La decisione è arrivata al termine di una lunga trattativa tra il sindaco di Roma Gianni Alemanno e le organizzazioni sindacali della polizia municipale che si è svolta nel tardo pomeriggio in Campidoglio.
L’annuncio dell’accordo (qui
il documento in .pdf )è stato fatto in tarda serata dallo stesso Alemanno che ha sottolineato come l’armamento “garantirà l’autodifesa e la difesa dei cittadini”. I vigili urbani avranno, dunque, la possibilità “di avere delle pistole salvo i casi di obiezione di coscienza”. L’addestramento “sarà lo stesso della polizia di Stato e considero questo - ha sottolineato il sindaco di Roma - un primo passo, ma molto importante, per garantire la sicurezza dei cittadini”.

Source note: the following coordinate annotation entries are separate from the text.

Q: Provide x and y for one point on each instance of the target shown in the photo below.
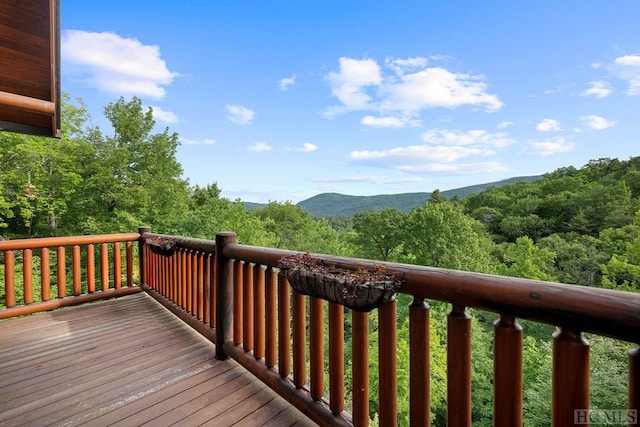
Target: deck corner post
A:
(141, 255)
(224, 293)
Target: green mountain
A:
(342, 205)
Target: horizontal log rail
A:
(236, 296)
(71, 277)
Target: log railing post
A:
(634, 381)
(570, 380)
(458, 367)
(224, 290)
(507, 372)
(419, 361)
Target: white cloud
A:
(371, 179)
(390, 122)
(549, 147)
(205, 141)
(116, 65)
(597, 122)
(308, 147)
(476, 137)
(164, 116)
(240, 115)
(259, 146)
(599, 89)
(628, 68)
(408, 87)
(286, 82)
(549, 125)
(348, 85)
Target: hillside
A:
(342, 205)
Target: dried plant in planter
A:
(165, 246)
(360, 290)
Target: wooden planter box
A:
(162, 246)
(364, 294)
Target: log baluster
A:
(284, 327)
(45, 274)
(271, 313)
(259, 307)
(91, 269)
(238, 296)
(104, 267)
(129, 256)
(419, 363)
(212, 290)
(200, 284)
(634, 380)
(117, 266)
(388, 378)
(75, 270)
(458, 367)
(10, 278)
(336, 358)
(27, 275)
(360, 367)
(248, 304)
(507, 372)
(225, 297)
(299, 340)
(316, 354)
(62, 272)
(570, 380)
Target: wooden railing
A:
(33, 281)
(235, 295)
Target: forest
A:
(577, 226)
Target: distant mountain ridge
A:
(342, 205)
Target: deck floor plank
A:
(125, 362)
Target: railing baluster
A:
(299, 340)
(91, 269)
(336, 358)
(388, 378)
(238, 297)
(76, 270)
(284, 327)
(316, 355)
(360, 367)
(27, 275)
(200, 284)
(634, 379)
(45, 274)
(258, 318)
(419, 363)
(189, 282)
(9, 278)
(248, 303)
(507, 372)
(213, 287)
(271, 313)
(129, 252)
(183, 279)
(206, 285)
(117, 266)
(62, 272)
(458, 367)
(570, 383)
(104, 266)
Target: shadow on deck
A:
(125, 362)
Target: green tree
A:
(379, 235)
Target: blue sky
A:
(282, 100)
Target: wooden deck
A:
(125, 362)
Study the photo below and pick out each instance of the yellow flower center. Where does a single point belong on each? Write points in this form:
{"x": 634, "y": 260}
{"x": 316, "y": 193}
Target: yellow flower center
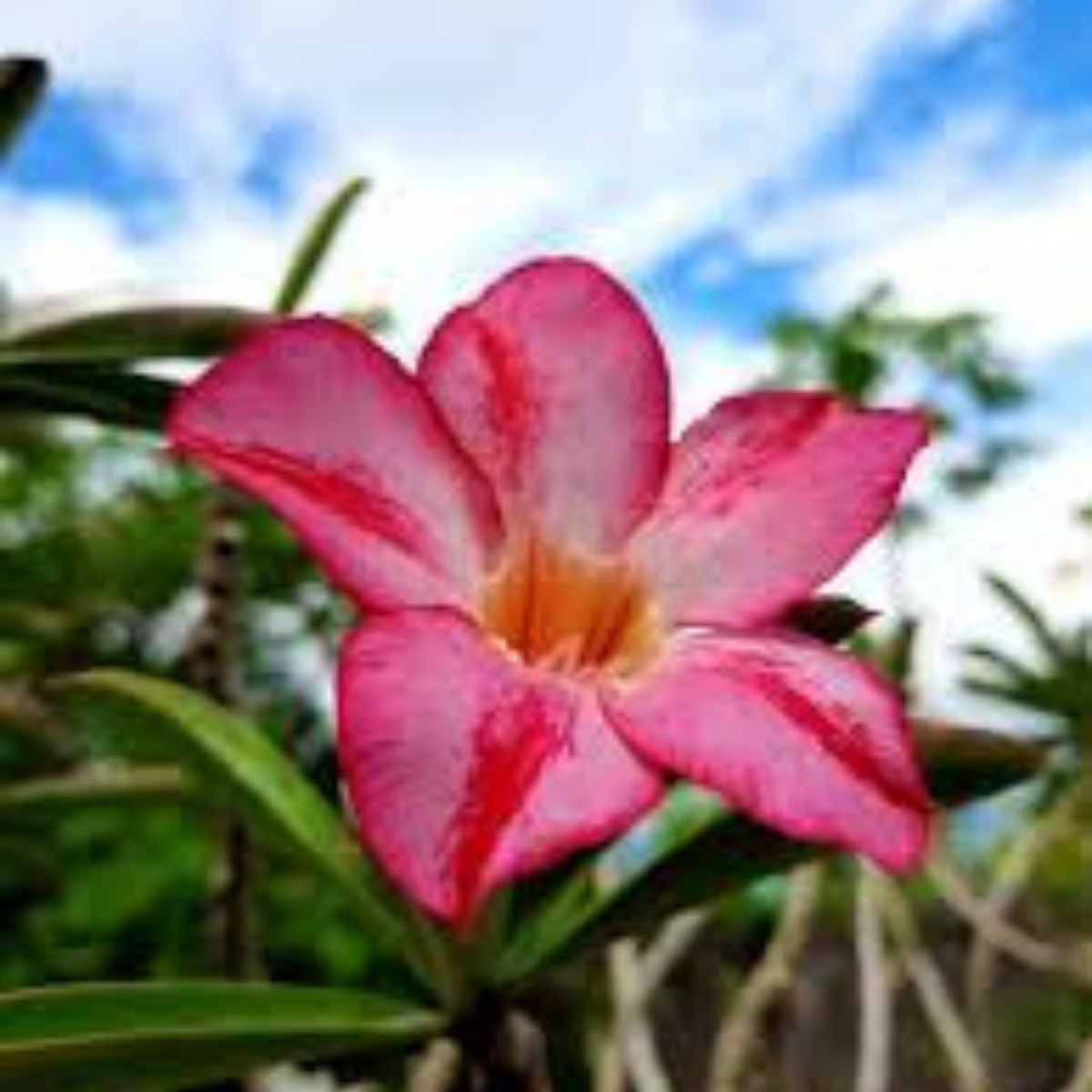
{"x": 571, "y": 612}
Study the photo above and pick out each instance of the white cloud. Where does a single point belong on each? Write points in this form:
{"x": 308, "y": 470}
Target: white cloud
{"x": 498, "y": 129}
{"x": 494, "y": 129}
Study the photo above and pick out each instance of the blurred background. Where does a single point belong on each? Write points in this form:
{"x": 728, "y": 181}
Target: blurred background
{"x": 888, "y": 197}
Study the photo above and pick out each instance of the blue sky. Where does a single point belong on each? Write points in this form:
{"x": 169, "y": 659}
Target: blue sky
{"x": 729, "y": 158}
{"x": 1031, "y": 60}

La decisione presa oggi nel corso dell’incontro fa seguito alla delibera approvata nel giugno scorso dalla giunta comunale nella quale si decideva di armare i vigili urbani, con pistola calibro nove, spray anti aggressione e manganelli di plastica. “Hanno firmato tutte le sigle” ha aggiunto il sindaco visibilmente soddisfatto e dopo l’applauso raccolto per il raggiungimento dell’accordo “eccetto gli RdB. È stata una lunga trattativa e adesso l’accordo sarà portato in consiglio comunale a settembre”. Soddisfatto anche il comandante dei vigili urbani Angelo Giuliani: “È terminata la concertazione sul regolamento delle armi che questo corpo aspettava da tanti anni. È stato un grande lavoro”.

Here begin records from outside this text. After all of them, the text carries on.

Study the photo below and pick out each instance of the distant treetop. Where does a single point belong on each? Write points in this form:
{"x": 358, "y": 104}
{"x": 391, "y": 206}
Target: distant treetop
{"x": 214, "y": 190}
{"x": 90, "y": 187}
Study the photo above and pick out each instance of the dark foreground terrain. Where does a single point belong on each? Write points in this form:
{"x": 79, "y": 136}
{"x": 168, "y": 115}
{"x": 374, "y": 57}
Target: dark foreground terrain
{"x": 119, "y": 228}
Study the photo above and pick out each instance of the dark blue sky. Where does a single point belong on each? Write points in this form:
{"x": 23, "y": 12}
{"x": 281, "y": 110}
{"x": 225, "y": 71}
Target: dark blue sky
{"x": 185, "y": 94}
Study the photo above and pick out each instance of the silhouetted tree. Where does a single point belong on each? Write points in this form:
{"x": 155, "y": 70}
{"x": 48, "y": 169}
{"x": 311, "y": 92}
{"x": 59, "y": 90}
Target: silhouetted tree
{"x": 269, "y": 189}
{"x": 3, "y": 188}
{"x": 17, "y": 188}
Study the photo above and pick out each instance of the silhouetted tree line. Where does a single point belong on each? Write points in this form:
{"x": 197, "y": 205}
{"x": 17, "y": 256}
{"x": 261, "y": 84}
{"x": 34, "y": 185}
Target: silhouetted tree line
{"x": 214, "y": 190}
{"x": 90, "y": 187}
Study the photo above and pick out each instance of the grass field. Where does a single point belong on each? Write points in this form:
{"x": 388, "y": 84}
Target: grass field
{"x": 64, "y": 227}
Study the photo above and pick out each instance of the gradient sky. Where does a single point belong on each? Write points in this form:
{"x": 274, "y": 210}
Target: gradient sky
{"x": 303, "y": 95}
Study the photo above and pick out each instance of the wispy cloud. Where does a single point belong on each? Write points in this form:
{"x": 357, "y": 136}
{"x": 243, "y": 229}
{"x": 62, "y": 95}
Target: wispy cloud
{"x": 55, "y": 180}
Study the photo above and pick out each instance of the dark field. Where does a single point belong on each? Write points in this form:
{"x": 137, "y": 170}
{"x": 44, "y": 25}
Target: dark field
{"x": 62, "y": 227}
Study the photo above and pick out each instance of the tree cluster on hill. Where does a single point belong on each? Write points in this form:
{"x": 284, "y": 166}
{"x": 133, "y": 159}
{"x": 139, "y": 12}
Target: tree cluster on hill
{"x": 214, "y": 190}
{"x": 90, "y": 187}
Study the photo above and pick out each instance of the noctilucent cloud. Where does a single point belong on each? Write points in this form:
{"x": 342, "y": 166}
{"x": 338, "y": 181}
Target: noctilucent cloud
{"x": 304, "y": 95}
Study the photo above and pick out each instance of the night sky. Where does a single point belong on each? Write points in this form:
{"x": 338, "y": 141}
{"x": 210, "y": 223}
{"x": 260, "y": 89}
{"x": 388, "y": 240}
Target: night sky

Per il segretario generale aggiunto del Sindacato unitario lavoratori polizia municipale (Sulpm) Alessandro Marchetti “È un momento storico per la sicurezza di Roma”.

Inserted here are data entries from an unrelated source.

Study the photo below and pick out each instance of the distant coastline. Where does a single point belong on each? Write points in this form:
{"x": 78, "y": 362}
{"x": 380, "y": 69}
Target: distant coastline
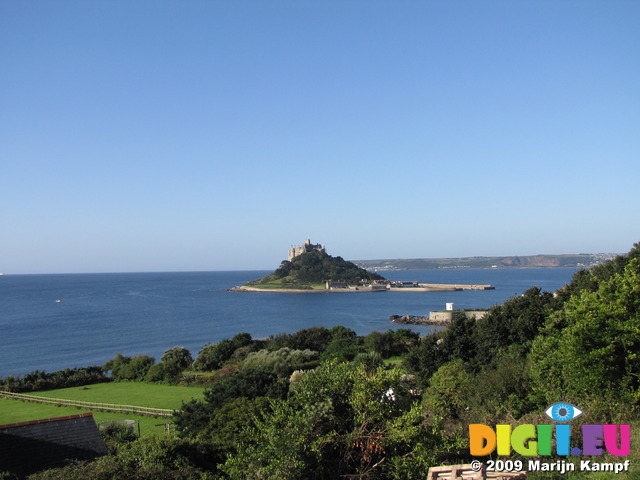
{"x": 581, "y": 260}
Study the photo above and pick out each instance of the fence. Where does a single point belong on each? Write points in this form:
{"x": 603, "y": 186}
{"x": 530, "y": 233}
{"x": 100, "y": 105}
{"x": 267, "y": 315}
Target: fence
{"x": 104, "y": 407}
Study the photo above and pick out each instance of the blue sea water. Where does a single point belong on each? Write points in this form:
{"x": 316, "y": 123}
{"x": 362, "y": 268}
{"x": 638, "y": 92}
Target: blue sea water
{"x": 99, "y": 315}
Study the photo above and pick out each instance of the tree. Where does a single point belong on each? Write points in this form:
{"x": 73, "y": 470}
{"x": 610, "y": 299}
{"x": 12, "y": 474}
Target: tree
{"x": 590, "y": 347}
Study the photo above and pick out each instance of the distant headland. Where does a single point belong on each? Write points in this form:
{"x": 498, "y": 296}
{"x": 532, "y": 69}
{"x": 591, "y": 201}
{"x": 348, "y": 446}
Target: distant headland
{"x": 310, "y": 268}
{"x": 580, "y": 260}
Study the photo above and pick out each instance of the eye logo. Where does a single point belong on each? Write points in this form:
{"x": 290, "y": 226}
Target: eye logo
{"x": 563, "y": 412}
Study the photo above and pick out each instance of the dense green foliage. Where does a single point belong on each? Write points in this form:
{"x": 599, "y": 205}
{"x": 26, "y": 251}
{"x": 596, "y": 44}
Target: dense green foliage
{"x": 315, "y": 268}
{"x": 320, "y": 403}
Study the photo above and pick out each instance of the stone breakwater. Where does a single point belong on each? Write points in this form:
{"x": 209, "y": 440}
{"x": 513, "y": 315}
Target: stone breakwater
{"x": 417, "y": 320}
{"x": 333, "y": 288}
{"x": 435, "y": 318}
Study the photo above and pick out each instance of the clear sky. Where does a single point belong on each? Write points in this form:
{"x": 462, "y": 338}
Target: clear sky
{"x": 211, "y": 135}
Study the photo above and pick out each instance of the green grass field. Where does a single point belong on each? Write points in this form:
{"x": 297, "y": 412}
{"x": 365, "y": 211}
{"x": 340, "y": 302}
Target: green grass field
{"x": 130, "y": 393}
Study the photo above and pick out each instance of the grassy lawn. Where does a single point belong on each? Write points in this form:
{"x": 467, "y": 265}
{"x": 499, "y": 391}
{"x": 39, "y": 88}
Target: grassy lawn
{"x": 129, "y": 393}
{"x": 142, "y": 394}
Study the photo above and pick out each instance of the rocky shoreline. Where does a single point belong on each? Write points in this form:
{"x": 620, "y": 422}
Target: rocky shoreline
{"x": 417, "y": 320}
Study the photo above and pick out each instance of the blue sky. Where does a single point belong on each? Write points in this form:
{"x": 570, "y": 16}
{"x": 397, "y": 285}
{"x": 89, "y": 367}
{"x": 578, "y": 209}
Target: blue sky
{"x": 212, "y": 135}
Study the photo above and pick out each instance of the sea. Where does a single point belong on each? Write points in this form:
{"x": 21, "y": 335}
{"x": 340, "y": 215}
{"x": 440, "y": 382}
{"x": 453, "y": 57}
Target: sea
{"x": 52, "y": 322}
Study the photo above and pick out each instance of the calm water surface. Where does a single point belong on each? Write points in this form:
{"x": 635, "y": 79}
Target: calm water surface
{"x": 99, "y": 315}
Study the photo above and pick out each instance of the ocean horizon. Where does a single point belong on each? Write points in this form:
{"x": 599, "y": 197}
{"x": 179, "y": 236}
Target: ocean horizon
{"x": 56, "y": 321}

Nel corso del tavolo si è parlato anche della necessità che i vigili frequentino un corso di abilitazione all’uso delle armi che comprende test psico-attitudinali e un corso teorico-pratico.
La seconda fase sarà l’addestramento al tiro.
Per un uso corretto delle armi, i sindacati hanno chiesto oggi al sindaco di poter organizzare dei corsi di “Tecniche di gestione delle criticità “. Nel corso della riunione è stato anche trovato l’accordo, tra le altre cose, per l’istituzione di due tavoli tecnici permanenti sulla sicurezza e sulla verifica dell’applicazione dell’ordinamento professionale e sul prolungamento del contratto a tempo determinato.